El ruido de mi cinturón alertó a María y entonces me miró, y chupaba de aquel dedo y atraía el cuerpo de Edu hacia sí mientras me miraba. Y liberé mi miembro a la vez que Edu retiraba de allí su dedo, el cual, empapado, llevaba a uno de los pezones de María… y la follaba sutilmente, con ropa, con aquel ritmo, mientras iba a mojar su dedo a la boca de María y después lo llevaba a su pezón, una y otra vez, hasta que la coronación de su teta brillaba como nunca y lucía tan duro como hipnótico.

Era otra vez como un sueño. Como la noche de la boda. Mi polla estaba empapada y un hilo densísimo y viscoso unía la punta con un calzoncillo encharcado que yo opté por apartar.
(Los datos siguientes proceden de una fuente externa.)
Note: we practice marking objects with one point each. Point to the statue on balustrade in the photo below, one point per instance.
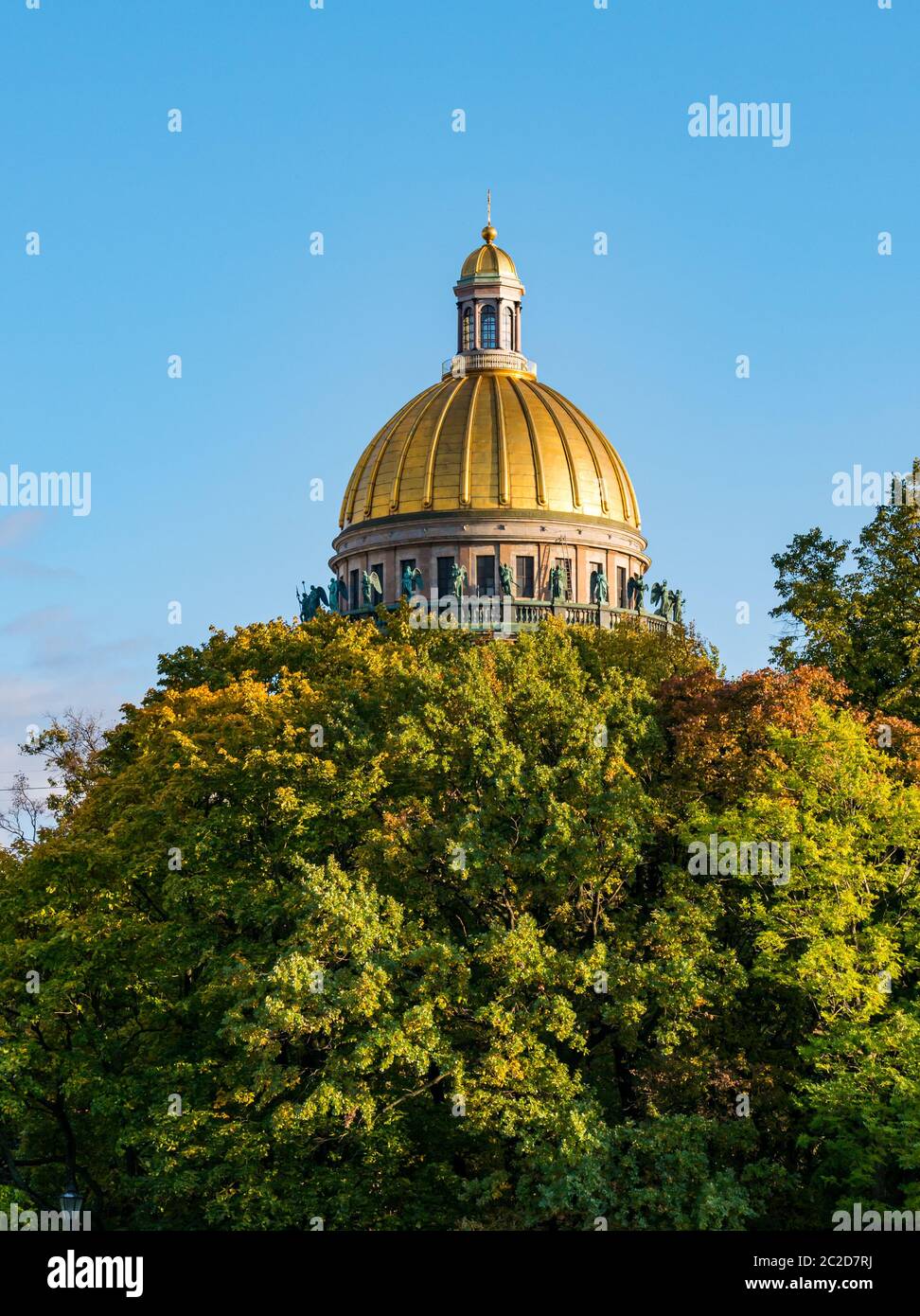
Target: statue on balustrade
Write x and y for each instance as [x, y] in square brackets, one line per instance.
[370, 586]
[661, 596]
[310, 601]
[637, 590]
[412, 580]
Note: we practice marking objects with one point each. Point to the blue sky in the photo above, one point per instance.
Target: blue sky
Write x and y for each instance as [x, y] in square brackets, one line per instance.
[339, 120]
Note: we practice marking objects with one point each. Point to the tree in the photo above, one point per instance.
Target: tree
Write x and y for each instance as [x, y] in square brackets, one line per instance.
[398, 930]
[861, 624]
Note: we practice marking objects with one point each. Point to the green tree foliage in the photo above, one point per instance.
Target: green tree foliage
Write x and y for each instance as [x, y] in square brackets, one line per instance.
[861, 624]
[407, 927]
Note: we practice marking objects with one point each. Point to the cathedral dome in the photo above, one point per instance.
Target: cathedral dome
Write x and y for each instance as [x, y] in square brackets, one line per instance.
[489, 439]
[491, 485]
[488, 259]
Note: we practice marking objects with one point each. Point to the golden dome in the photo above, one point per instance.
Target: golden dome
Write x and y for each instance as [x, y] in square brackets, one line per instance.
[488, 259]
[489, 441]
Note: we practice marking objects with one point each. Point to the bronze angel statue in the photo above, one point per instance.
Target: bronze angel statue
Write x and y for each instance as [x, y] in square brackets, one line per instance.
[637, 591]
[412, 580]
[458, 577]
[370, 586]
[310, 601]
[600, 590]
[661, 596]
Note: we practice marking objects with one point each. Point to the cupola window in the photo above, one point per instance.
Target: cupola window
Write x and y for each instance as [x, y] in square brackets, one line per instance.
[508, 329]
[488, 328]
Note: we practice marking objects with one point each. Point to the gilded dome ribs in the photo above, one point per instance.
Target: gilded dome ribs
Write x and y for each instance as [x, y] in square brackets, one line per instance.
[407, 444]
[573, 472]
[391, 429]
[468, 444]
[535, 442]
[346, 513]
[576, 420]
[433, 445]
[502, 439]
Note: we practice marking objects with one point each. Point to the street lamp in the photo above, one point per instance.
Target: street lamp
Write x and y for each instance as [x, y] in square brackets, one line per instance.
[71, 1200]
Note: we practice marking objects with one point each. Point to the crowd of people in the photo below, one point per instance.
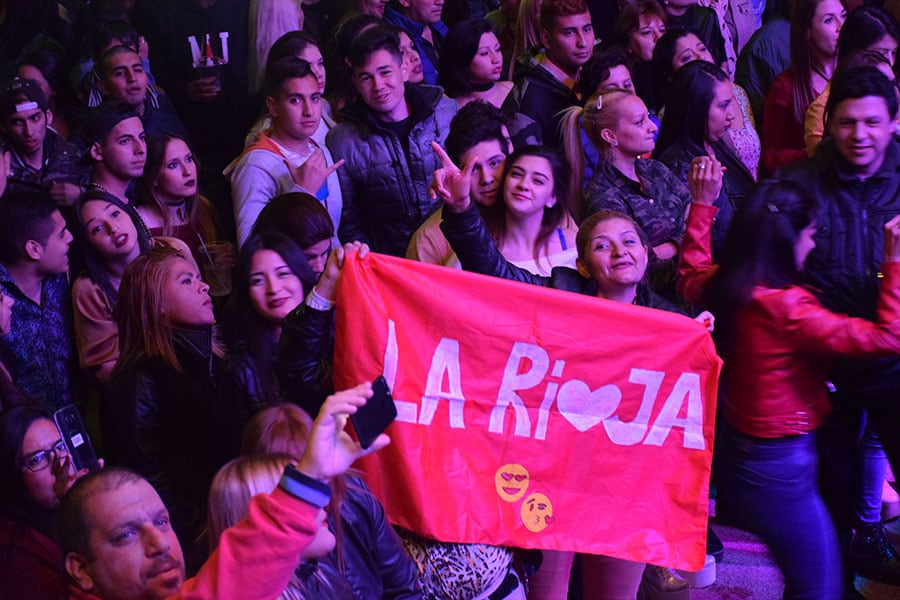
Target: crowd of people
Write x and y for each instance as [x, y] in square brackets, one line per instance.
[182, 180]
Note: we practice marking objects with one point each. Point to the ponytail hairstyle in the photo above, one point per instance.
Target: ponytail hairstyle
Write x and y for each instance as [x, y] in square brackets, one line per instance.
[599, 113]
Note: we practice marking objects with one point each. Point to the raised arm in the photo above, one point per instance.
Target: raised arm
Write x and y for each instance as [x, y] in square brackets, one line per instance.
[256, 558]
[464, 227]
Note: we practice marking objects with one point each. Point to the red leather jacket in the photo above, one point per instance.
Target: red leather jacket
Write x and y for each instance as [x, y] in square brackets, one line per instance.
[775, 382]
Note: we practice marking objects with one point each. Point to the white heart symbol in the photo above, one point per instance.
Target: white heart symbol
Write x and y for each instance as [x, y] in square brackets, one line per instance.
[583, 408]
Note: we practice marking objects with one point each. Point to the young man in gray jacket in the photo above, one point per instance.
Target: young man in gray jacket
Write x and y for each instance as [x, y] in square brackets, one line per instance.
[385, 138]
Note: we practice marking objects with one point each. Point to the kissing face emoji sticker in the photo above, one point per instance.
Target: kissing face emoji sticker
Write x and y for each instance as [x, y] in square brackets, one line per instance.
[537, 512]
[511, 481]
—Bájate —dijo entonces Edu, separándose. Dejándola completamente huérfana.

—¿Qué… ? —replicó ella, ardiendo, pero otra vez desconcertada.

—Que bajes de la mesa. Cómo era aquello que me dijiste ayer… Eso sí que era verdad. Lo de que te pone que me la saque por la cremallera del pantalón, sin desvestirme.

Edu aceleraba. Se veía completamente seguro de lo que hacía. Y María asimilaba, siempre un paso por detrás, cómo la iba llevando, y él ya se disponía a cumplir aquello que la excitaba: sacarse aquella polla que la volvía loca por el apertura de su fino pantalón, sin desnudarse absolutamente nada.

Sentí flaquear mis piernas y también que si sacudía mi miembro estallaría. Aquello era tan maravilloso como a la vez amargo y desgarrador.

Y María me miró, agarrado a mi polla dura pero pequeñísima, recogiendo con la otra mano la parte baja de mi camisa para no mancharme, y con mis calzoncillos y pantalones bajados hasta los tobillos. Y temí que me pidiera que me marchase.—Si no le has querido contar a Pablo cómo me la chupaste en casa, como una puta loca, se lo demostramos aquí en un momento. ¿A qué sí? —forzaba Edu y yo no sabía cuánto más aguantaría ella.